En la cima de las preferencias individuales y recursos, los factores institucionales y estructurales tendrían que ser tomados en consideración. Elementos como la estructura del mercado de vivienda, la relación entre la oferta y la demanda, políticas de vivienda, reglas, estándares, instituciones actuantes, organizaciones y agentes son condicionantes de un mercado de la vivienda en donde los individuos pueden o no escoger sus viviendas.” (2004)

En este sentido Pareja-Eastaway (2007) señala que las hipotecas de largo término que han sido adquiridas por muchos hogares españoles, especialmente gente joven durante su primer acceso a la carrera residencial, determinan su futuro a lo largo de la misma.
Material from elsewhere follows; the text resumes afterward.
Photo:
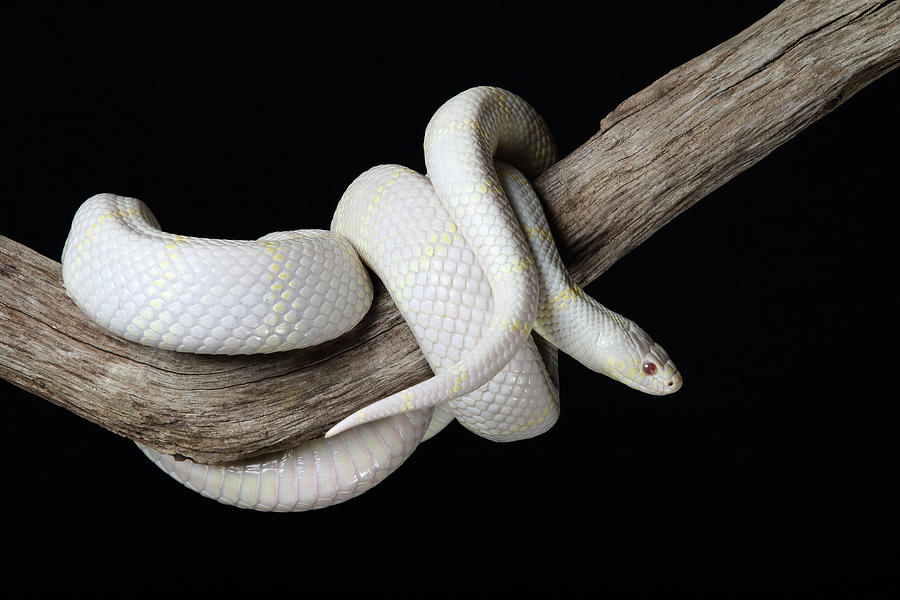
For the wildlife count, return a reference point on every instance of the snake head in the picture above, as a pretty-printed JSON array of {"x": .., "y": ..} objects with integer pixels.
[{"x": 632, "y": 357}]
En muchos casos, ellos seguirán contenidos en una tipología de vivienda y/o localización no deseable. Además este planteamiento pone en evidencia una posible dinámica de autocontención en un vector horizontal de la carrera residencial de los individuos a lo largo de su ciclo de vida, algo que es de interés para esta tesis. Así pues, la necesidad de estudiar una al mercado residencial como una estructura segmentada por los sistemas de afinidad social incorporados a la carrera residencial y sus fenómenos parece tener lógica y es en este sentido que la presente tesis hace su aportación al estado del arte en la línea de investigación.